The secondary school in Coolcotts in Wexford is just one example of schools in the DEIS (Delivering Equality of Opportunity in Schools) scheme affected by cost savings in education.
Yesterday, the president of the Irish Primary Principals Network, Pat Goff, who is also principal of the 530-pupil school at Coolcotts, said that although DEIS schools were spared the worsening of the teacher ratio and the withdrawal of the book grant, they didn't escape the axe altogether.
"We have pupils from 27 nationalities in our school -- 100 from overseas, but we have lost two of the four language support teachers we had last year."
He said the four were providing an invaluable service helping pupils from overseas to integrate, but now the expertise of two of them was being lost to the system.
Last year the school had 30 special needs assistants and lost three before the summer holidays. A review of the provision of these assistants in the school is due in a few weeks and the fear is that it will lose some more. He said the school was suffering as well because of the moratorium on filling vacant middle-management positions in schools.
The moratorium is also causing serious problems for sectors dealing with disadvantaged students in the VEC sector, the Irish Vocational Education Association said last night.
General secretary Michael Moriarty described it as blatantly discriminatory as the axe had fallen on adult education officer and education officer posts.

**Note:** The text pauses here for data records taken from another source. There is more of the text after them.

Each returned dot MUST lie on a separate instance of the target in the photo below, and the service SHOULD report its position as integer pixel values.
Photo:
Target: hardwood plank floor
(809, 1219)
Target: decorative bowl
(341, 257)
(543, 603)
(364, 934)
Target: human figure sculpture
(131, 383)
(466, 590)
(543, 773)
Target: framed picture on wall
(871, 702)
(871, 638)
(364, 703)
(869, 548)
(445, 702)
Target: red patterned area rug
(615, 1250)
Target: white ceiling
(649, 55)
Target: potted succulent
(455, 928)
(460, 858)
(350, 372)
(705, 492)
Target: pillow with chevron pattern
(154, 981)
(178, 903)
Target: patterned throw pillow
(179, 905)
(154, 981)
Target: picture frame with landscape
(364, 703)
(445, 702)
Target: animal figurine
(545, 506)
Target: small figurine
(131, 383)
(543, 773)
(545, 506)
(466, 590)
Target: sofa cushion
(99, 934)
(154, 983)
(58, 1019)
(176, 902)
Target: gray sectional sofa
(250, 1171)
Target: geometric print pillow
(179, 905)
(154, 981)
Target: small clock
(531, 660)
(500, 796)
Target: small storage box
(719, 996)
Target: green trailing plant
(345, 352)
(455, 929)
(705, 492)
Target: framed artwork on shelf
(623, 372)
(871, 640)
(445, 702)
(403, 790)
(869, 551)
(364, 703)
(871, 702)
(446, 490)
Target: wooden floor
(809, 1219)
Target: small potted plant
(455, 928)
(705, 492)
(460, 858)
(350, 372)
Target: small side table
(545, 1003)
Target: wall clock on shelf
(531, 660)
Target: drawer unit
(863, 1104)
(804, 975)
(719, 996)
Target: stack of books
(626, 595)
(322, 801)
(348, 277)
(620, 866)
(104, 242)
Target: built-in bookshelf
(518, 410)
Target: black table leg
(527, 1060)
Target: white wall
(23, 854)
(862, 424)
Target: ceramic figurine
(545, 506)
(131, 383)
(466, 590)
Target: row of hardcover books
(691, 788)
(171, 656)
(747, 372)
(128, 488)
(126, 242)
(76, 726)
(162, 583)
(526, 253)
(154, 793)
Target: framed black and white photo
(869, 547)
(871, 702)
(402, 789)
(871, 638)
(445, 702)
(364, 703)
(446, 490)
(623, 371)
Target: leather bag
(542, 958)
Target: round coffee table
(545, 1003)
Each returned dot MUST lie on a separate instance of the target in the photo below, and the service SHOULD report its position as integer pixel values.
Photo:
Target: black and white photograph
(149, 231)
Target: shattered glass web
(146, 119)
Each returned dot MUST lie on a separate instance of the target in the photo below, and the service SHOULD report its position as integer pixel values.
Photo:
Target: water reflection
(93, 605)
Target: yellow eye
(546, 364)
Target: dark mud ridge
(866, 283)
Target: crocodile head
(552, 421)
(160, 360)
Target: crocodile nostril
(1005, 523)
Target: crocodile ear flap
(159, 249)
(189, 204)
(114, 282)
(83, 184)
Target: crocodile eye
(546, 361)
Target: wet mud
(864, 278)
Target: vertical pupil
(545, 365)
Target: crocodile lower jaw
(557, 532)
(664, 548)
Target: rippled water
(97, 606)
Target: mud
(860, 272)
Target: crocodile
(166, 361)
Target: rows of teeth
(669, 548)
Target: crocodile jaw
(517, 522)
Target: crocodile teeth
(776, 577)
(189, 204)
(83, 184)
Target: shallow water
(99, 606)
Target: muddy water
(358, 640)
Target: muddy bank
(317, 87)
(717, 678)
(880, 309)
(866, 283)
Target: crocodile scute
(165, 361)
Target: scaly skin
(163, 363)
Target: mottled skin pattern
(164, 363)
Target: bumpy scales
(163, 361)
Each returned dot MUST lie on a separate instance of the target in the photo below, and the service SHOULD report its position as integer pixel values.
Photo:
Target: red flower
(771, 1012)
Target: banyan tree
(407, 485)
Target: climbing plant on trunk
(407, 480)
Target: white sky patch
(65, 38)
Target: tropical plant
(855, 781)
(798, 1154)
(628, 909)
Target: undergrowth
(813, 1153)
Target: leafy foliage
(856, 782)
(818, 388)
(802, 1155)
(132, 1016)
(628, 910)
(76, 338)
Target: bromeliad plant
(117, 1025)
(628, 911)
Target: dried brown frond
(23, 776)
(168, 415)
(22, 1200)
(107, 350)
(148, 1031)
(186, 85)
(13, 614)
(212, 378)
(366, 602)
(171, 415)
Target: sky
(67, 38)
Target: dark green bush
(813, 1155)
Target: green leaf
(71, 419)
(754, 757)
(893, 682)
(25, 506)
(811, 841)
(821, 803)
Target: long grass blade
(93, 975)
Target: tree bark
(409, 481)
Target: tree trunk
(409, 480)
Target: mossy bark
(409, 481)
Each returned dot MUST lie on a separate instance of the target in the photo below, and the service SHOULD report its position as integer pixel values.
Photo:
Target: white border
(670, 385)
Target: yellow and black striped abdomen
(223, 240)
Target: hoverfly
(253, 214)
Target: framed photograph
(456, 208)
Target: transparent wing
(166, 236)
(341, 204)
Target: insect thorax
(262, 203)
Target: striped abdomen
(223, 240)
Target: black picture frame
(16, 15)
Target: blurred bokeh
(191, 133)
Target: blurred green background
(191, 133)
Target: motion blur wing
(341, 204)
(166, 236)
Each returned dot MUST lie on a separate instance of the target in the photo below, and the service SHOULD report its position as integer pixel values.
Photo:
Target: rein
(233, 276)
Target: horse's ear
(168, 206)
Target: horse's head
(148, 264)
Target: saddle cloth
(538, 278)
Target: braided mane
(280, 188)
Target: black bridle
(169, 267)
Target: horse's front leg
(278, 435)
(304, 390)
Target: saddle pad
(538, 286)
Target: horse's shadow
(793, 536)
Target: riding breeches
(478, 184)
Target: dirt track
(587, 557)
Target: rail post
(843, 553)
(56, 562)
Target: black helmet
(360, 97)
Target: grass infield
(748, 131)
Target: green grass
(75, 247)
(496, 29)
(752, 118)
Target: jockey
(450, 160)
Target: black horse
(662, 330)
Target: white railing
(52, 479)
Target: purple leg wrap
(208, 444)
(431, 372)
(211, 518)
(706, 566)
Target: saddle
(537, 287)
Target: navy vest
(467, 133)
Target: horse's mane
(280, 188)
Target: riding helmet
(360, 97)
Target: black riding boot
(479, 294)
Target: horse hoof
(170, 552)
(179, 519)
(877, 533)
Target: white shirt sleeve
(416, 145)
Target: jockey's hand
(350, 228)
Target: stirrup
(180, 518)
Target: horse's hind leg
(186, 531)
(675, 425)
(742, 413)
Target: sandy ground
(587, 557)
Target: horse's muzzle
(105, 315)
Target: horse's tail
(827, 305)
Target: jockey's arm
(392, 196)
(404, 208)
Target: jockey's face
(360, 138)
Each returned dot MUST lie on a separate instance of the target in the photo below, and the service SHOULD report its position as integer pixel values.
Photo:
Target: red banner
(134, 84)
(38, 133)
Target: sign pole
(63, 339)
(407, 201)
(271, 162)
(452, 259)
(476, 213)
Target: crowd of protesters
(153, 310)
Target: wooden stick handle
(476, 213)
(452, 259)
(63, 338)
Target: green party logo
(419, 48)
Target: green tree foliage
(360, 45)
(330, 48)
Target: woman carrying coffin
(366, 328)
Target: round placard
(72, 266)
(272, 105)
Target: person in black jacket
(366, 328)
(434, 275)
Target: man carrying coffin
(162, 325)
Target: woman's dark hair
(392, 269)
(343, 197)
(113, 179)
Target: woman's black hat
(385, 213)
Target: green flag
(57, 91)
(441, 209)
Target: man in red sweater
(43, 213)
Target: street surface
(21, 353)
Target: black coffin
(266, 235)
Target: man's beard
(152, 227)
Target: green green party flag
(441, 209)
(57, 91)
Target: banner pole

In Co Mayo VEC, for instance, both adult education officer posts were vacant, as well as the critical post of education officer.
"In this VEC therefore the educational infrastructure has been practically dismantled... This is both unfair and unsustainable."
He said that the adult education service was expected to function, where vacancies arose, without the leadership of the adult education organiser.
Meanwhile, the Teachers' Union of Ireland (TUI) has called for an assurance that education will be insulated from further cutbacks in the coming months. General Secretary Peter MacMenamin said they would continue "to appeal vigorously" for a rolling back of some of the most savage cutbacks.